Saturday, September 5, 2015

The Generosity of Geese

One evening in early August I was strolling in Stewart Park, at the southern tip of Cayuga Lake, when I spotted a couple carrying a large animal crate toward the lake shore. Intrigued, and anticipating a release of some kind, I followed and watched the following scene unfold…

The door of the crate was opened, and the couple stepped aside as they waited for whatever was within to emerge. Nothing happened. The crate was then up-ended, and out slid two young geese. (I later learned they were the outcome of a school project involving eggs). Our lake is a big lake and the geese stood as though stunned for a few minutes as they gaped at the expanse of water. Uncertain what to do or what was expected of them, they shifted from one foot to the other, and paced nervously along the shoreline. The couple settled on a log to wait for the moment that the geese would take their first step to freedom.

 In the meantime, the new arrivals had been spotted by some of our local geese gathered on the lake. A pair, apparently a mother and adolescent, separated from the rest and started to float a bit closer. Lingering about 50 feet from shore they expressed obvious interest and curiosity by establishing eye contact with the new arrivals and maintaining an open stance as they ever so slowly drifted forward. There were quiet calls. The orphans watched them for a few moments. 

Then, suddenly, the two geese on shore lifted off as one and flew low over the surface of the water to a point just beyond the welcoming pair. Upon landing they turned and swam – quickly – over to the mother and child, taking positions on either side of the smaller goose.  The youngsters appeared to be the same size and age. They looked like they belonged together. The new family turned, and quietly paddled off into the fading light.

I have sat for some time with my memories of that night, from the initial uncertainty and not knowing to the creation of a new family. As an introvert, I appreciate being approached with gentle curiosity and interest. Seeing this play out with the geese was stunning. I was especially struck by the sense of welcoming and of being welcomed. Recalling times when I have felt welcomed with a warm embrace, I have also wondered how often I am truly welcoming.

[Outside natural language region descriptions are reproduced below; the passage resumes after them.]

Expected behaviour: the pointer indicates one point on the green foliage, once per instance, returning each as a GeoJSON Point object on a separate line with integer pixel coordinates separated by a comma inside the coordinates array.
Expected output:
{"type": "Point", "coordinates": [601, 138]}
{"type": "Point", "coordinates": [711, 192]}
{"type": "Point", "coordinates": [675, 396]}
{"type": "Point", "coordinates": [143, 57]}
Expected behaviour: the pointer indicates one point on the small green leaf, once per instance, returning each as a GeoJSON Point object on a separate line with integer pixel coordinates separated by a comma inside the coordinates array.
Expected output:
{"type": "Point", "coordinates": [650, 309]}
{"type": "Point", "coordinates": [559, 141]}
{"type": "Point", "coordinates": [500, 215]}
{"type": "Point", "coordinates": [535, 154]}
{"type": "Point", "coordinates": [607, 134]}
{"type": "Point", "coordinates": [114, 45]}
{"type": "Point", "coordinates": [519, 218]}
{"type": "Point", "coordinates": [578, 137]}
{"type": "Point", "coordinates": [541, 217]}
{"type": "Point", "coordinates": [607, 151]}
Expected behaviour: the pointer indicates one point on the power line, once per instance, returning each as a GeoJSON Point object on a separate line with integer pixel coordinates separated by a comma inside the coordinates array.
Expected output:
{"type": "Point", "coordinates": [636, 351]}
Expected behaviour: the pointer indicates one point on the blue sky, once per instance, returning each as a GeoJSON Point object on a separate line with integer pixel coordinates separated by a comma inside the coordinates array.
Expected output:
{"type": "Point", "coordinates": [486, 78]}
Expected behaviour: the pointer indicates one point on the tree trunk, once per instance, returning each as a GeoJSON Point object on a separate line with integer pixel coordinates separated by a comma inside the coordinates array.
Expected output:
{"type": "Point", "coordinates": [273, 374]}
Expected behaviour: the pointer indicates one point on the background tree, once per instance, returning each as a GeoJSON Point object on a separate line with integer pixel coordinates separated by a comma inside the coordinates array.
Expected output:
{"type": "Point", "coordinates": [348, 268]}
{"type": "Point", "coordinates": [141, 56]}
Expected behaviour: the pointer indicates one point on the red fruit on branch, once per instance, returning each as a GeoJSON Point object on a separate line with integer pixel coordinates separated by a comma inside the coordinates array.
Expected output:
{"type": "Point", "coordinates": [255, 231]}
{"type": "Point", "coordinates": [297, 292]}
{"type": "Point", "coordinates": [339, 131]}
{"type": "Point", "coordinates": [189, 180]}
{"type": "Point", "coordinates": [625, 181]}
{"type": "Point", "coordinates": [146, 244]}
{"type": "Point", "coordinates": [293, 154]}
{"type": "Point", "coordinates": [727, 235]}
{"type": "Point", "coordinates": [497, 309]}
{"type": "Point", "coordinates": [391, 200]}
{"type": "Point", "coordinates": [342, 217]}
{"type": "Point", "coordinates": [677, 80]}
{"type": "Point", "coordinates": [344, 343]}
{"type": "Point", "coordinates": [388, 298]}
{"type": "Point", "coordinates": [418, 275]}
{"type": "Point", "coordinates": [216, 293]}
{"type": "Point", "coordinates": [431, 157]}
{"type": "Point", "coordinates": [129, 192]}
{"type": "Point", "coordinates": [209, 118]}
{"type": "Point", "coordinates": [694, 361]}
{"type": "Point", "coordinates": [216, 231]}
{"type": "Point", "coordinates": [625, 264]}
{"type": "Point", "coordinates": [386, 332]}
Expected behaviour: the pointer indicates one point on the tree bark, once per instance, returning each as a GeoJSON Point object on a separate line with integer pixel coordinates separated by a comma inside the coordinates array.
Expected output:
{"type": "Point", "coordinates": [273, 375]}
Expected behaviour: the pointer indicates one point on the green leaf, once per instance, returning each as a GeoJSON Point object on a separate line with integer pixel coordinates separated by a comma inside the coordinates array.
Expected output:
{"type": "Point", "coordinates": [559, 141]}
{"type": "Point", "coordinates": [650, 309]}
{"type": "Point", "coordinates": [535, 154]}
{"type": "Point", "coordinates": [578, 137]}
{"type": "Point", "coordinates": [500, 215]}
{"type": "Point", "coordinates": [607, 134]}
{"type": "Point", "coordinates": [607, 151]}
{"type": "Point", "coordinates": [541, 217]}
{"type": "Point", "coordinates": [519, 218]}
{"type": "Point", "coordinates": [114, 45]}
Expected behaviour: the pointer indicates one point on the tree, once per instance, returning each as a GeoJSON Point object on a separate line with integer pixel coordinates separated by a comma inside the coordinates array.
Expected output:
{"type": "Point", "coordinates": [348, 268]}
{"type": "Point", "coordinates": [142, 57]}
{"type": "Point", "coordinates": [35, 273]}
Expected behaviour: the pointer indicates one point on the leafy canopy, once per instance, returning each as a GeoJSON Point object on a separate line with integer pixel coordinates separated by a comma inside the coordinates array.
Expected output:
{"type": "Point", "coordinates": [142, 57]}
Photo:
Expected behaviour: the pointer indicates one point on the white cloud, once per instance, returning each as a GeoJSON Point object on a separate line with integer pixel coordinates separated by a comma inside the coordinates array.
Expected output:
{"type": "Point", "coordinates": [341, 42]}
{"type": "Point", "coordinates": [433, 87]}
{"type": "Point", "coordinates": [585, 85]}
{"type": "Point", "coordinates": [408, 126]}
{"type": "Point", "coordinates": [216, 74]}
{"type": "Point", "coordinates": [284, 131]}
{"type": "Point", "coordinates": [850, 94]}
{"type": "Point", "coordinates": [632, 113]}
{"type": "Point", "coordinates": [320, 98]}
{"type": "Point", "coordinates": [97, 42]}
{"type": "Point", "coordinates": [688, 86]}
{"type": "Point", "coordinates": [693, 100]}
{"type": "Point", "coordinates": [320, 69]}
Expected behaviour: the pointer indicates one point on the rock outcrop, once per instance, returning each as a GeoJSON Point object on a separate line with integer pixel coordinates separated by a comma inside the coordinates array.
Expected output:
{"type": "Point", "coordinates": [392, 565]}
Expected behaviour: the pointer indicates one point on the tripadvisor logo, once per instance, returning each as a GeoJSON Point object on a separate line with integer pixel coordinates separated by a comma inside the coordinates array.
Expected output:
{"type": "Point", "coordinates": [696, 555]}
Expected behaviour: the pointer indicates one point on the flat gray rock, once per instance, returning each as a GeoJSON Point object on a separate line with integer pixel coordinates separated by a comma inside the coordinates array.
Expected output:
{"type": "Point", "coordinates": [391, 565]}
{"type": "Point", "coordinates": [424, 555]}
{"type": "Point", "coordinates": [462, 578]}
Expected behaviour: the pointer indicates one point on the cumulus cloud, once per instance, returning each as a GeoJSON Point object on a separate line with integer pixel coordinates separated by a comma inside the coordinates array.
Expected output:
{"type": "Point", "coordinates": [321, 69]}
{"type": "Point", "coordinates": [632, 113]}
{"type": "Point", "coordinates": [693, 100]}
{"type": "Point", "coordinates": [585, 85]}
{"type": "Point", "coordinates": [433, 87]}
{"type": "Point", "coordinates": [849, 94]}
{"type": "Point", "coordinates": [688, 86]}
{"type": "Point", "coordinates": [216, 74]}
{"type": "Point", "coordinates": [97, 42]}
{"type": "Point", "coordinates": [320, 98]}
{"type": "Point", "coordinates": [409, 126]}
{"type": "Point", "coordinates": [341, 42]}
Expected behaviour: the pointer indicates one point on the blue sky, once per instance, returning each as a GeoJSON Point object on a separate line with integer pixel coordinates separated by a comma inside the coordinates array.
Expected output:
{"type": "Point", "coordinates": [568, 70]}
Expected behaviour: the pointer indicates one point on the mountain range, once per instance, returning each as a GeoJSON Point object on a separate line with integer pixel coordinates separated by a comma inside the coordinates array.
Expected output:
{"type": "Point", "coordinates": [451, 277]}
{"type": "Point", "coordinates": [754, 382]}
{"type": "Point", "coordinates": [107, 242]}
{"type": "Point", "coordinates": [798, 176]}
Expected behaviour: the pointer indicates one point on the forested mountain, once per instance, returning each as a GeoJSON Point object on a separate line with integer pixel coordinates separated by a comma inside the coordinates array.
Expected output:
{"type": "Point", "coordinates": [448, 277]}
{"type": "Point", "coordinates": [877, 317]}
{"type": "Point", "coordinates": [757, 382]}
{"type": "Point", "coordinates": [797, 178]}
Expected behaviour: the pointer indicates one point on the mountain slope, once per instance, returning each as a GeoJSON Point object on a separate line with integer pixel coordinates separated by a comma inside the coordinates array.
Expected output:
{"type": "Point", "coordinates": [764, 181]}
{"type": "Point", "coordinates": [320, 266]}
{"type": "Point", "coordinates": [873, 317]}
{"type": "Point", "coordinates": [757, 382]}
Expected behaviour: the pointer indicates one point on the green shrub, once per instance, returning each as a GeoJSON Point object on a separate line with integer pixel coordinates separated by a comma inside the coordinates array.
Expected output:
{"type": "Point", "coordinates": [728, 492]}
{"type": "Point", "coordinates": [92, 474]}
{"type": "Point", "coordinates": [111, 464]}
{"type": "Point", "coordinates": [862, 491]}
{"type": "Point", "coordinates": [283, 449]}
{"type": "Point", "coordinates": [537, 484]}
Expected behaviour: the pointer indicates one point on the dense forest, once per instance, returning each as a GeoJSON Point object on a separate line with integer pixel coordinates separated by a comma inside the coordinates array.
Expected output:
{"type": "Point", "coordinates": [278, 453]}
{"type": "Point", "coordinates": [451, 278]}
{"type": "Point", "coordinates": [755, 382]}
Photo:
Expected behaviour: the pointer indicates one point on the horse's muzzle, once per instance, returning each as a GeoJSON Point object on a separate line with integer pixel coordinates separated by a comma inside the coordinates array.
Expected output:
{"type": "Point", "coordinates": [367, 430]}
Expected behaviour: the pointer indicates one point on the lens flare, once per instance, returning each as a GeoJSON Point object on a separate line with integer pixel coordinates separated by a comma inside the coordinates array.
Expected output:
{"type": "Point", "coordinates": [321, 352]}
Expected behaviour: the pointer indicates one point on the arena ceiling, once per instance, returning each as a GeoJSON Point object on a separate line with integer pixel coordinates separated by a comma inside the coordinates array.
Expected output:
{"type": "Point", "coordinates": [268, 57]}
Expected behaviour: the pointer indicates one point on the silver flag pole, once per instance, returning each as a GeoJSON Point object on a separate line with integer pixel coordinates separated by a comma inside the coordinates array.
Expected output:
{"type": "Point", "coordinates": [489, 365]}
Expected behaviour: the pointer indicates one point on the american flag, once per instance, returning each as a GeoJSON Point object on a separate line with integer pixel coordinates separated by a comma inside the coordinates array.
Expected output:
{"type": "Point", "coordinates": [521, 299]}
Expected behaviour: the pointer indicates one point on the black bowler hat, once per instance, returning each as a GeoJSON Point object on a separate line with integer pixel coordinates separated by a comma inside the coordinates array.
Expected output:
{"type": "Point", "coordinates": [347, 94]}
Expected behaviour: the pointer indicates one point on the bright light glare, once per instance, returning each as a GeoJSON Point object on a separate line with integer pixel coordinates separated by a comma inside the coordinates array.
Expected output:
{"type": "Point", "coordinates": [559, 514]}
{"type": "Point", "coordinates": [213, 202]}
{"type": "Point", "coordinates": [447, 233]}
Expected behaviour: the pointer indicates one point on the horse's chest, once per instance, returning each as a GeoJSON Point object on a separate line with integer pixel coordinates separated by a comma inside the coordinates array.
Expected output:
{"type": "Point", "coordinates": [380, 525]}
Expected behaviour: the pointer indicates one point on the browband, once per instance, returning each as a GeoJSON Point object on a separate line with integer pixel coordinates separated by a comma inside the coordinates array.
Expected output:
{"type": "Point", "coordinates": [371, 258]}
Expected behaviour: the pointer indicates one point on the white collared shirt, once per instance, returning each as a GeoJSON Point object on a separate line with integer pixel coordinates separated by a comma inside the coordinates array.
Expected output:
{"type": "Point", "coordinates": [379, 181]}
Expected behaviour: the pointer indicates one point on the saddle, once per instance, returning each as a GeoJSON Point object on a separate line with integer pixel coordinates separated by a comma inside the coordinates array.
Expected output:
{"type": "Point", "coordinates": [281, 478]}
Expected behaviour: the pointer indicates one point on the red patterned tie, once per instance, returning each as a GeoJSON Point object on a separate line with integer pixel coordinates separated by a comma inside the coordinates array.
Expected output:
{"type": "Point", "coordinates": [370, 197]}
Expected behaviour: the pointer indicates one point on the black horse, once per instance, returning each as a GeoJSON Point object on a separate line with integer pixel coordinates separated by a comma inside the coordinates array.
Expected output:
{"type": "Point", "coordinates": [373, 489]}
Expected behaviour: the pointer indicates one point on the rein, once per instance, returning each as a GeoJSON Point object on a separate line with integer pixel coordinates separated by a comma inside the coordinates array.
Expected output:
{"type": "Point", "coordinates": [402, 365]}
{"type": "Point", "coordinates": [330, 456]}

There are so many examples in the world today of “us” vs “them”, of building fences, turning back and pushing away. Where do any of us truly belong? Even as a small child I remember feeling like an alien, looking around and thinking “this is not the way it is supposed to be”.

What does it say about humans that I find the highest ideals I aspire to being played out by geese on the lake shore? I'm afraid they are better at this than I am.

Their generosity of spirit continues to reach deep into my being and fill my heart with amazement and something akin to joy. Watching our native geese so simply and graciously gather in the outsiders reminded me… this is the way it is supposed to be.